Cyhexatin, also known as tricyclohexyltin hydroxide, is an organometallic compound of tin with the chemical formula (C6H11)3SnOH.

==Properties==
Cyhexatin forms colorless crystals or white crystalline powder. It is practically insoluble in water. The powder is wettable by water.

==Reactions==
Cyhexatin is stable in aqueous suspensions in neutral and alkaline conditions (pH above 6), but reacts exothermically with strong acids, acting as a base, to form salts. Reacts with strong oxidizers. Decomposes upon exposure to ultraviolet light to dicyclohexyltin oxide (C6H11)2SnO (which is not an analog of ketones R2C=O because it exists as a polymer) and cyclohexylstannanoic acid (C6H11)SnO2H. Contact with metals may emit flammable hydrogen gas. Upon heating above 120 C it decomposes to bis(tricyclohexyltin) oxide ((C6H11)3Sn)2O, emitting irritating and toxic fumes and acrid smoke.
2 (C6H11)3SnOH → ((C6H11)3Sn)2O + H2O

==Uses==
Cyhexatin is used in paints.

In agriculture, cyhexatin is used as a pesticide against insects, as well as parasitic mites that attack plants, like vegetables (e.g. cucurbits), fruit trees (e.g. pome fruits, stone fruits), hops, walnut, strawberry, vines and ornamentals. It acts by inhibiting mitochondrial ATP synthase, and is in IRAC group 12B). The chemical is not used in the United States.

==Hazards and toxicity==
Cyhexatin is not combustible, but decomposes upon heating to produce corrosive and toxic fumes. Some components of those fumes are oxidizers, thus, they can cause combustible materials to ignite, like wood, oil, some plastics, paper and clothes. Containers of cyhexatin may explode when heated. Cyhexatin is very toxic to aquatic life.

Cyhexatin is not classified as a human carcinogen, but is classified as a teratogen. It is toxic by contact with skin, inhalation and ingestion. The compound and its fumes irritate and burn eyes.
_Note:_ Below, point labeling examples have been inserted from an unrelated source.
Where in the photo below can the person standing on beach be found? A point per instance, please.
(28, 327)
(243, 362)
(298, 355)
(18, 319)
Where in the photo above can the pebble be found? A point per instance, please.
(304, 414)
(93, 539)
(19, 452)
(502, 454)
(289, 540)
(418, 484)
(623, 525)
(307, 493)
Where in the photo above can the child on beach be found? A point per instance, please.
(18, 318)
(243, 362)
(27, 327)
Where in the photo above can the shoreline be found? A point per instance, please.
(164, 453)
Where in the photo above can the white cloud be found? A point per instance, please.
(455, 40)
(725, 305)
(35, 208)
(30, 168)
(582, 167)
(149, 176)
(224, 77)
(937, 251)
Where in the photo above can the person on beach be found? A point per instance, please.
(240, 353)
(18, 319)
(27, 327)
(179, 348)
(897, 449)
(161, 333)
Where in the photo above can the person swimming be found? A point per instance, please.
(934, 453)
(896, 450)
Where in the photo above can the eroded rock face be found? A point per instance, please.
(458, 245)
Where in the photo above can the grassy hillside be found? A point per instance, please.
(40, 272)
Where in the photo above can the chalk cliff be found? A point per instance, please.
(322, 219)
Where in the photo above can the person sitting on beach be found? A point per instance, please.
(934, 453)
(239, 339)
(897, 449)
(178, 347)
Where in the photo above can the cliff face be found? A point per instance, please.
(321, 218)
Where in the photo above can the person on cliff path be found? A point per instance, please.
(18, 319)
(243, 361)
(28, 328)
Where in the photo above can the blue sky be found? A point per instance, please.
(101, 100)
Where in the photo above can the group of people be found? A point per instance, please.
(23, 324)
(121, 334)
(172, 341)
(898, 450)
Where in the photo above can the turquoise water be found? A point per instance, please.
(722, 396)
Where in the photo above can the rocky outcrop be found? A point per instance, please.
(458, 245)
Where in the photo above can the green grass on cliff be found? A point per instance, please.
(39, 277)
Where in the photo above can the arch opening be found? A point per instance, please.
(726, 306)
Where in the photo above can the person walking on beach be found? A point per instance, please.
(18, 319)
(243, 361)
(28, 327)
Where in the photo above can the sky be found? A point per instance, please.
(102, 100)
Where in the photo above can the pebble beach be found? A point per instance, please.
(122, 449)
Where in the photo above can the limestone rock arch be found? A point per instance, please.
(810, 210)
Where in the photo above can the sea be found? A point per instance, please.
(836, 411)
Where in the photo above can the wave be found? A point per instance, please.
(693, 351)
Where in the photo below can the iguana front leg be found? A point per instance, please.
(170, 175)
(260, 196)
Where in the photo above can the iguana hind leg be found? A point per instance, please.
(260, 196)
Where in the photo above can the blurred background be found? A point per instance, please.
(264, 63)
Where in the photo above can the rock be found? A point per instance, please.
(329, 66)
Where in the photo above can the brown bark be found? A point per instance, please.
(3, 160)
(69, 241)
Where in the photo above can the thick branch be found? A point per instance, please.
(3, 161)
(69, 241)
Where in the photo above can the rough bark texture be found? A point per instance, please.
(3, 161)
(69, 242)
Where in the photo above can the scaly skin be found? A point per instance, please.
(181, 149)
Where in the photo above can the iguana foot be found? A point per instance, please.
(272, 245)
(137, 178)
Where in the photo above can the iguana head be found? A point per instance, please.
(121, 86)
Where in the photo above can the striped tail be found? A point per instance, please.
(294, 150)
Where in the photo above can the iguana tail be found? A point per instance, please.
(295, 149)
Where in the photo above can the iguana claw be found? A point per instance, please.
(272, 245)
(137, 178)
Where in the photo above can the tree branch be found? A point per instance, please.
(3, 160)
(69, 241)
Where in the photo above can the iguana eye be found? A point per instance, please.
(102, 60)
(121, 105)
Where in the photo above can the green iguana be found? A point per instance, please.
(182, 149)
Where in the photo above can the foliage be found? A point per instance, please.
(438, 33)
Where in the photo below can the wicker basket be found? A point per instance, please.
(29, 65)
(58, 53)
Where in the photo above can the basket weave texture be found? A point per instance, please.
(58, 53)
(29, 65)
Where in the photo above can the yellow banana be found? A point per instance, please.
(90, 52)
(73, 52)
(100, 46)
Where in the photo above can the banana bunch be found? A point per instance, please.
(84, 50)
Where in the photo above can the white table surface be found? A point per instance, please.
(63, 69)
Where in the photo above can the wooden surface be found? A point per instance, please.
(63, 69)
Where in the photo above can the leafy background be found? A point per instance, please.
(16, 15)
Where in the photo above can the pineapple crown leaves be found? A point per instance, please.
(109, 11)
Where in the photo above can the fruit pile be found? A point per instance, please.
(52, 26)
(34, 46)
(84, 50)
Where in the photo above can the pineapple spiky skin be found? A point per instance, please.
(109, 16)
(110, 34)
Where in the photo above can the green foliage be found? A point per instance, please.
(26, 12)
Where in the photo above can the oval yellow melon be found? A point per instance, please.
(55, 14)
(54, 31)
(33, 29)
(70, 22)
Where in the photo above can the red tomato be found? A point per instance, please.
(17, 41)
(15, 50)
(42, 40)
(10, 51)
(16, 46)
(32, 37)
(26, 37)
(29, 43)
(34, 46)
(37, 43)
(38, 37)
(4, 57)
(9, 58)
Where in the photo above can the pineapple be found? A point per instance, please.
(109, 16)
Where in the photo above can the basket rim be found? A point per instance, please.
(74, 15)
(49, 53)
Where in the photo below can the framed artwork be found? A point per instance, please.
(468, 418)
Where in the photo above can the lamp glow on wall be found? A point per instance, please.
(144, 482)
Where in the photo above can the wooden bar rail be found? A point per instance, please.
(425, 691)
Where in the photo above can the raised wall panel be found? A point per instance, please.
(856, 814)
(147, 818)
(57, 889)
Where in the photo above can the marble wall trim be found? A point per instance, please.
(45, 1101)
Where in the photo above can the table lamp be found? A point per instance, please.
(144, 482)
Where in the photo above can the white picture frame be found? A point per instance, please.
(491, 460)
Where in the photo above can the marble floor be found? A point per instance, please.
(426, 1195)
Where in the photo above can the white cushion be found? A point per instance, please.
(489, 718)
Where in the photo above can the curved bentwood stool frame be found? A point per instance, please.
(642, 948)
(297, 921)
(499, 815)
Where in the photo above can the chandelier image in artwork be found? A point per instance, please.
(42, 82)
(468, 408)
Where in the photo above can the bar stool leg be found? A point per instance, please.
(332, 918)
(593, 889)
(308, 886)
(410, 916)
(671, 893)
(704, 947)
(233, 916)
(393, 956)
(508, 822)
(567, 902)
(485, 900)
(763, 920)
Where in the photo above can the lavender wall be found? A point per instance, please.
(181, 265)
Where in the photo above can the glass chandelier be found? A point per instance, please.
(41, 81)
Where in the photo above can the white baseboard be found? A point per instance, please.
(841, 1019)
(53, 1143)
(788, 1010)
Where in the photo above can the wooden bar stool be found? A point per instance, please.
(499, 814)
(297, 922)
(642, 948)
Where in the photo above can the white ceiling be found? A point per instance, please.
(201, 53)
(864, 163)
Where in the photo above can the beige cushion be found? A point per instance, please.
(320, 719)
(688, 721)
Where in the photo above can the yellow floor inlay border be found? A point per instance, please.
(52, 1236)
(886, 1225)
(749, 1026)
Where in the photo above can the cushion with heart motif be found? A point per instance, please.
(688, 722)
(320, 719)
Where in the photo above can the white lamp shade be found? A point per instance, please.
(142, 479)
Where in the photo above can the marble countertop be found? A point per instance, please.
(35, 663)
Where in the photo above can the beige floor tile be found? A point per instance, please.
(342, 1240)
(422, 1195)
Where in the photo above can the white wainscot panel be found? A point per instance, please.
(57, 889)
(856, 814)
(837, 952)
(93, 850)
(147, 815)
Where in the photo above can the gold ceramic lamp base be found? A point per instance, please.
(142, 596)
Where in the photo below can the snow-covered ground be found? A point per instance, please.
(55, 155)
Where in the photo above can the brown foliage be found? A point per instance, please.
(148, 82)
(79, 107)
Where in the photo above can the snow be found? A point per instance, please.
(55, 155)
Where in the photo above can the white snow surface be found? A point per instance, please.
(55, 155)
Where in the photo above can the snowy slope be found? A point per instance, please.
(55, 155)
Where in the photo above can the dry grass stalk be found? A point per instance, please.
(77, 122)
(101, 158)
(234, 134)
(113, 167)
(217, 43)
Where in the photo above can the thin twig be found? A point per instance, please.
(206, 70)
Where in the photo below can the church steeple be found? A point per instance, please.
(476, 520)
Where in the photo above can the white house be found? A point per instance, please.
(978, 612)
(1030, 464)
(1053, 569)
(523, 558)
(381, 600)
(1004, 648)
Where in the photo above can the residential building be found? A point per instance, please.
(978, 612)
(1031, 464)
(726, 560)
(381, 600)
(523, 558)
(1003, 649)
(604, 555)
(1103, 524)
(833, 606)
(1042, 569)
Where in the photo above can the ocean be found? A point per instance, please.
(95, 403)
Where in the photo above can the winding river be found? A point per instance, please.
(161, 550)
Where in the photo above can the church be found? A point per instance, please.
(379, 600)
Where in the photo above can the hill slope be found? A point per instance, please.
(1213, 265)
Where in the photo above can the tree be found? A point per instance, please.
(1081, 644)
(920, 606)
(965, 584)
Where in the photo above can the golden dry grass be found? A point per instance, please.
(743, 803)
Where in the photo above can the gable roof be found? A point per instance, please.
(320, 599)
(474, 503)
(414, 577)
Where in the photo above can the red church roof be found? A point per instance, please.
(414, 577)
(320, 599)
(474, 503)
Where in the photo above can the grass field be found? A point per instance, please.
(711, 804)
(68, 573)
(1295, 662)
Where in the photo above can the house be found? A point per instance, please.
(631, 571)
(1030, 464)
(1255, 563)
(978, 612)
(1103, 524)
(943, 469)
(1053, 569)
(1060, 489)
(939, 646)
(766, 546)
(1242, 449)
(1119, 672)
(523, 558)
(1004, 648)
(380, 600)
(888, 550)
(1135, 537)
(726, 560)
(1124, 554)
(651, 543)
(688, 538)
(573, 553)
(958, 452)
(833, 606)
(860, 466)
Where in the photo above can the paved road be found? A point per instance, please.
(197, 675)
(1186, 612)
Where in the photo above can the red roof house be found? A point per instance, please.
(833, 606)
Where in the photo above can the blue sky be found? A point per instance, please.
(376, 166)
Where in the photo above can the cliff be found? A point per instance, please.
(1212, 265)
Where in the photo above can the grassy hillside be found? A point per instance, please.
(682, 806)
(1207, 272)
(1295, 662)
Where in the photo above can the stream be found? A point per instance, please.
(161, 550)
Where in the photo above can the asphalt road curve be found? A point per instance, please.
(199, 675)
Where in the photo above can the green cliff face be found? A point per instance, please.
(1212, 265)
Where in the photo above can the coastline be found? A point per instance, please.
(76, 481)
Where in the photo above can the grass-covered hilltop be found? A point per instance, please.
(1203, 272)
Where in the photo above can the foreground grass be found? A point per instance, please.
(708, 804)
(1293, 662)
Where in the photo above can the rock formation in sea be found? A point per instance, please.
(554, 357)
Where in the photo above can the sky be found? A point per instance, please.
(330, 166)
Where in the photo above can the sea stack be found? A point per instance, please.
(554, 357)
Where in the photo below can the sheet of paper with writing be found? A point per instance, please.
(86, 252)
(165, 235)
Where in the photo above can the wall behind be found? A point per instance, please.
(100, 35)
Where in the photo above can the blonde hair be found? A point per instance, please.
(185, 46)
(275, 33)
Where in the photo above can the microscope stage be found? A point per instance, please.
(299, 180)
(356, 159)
Contact with skin causes pruritus and burns. Cyhexatin can be absorbed into the body through the skin, and skin should be washed immediately upon contact with this chemical. Inhalation of its fumes causes irritation of the respiratory system, coughing, headache, dizziness and sore throat. It can cause abdominal pain, diarrhea, nausea and vomiting. It causes damage to kidneys and liver, as well as nervous system. Cyhexatin is a central nervous system depressant.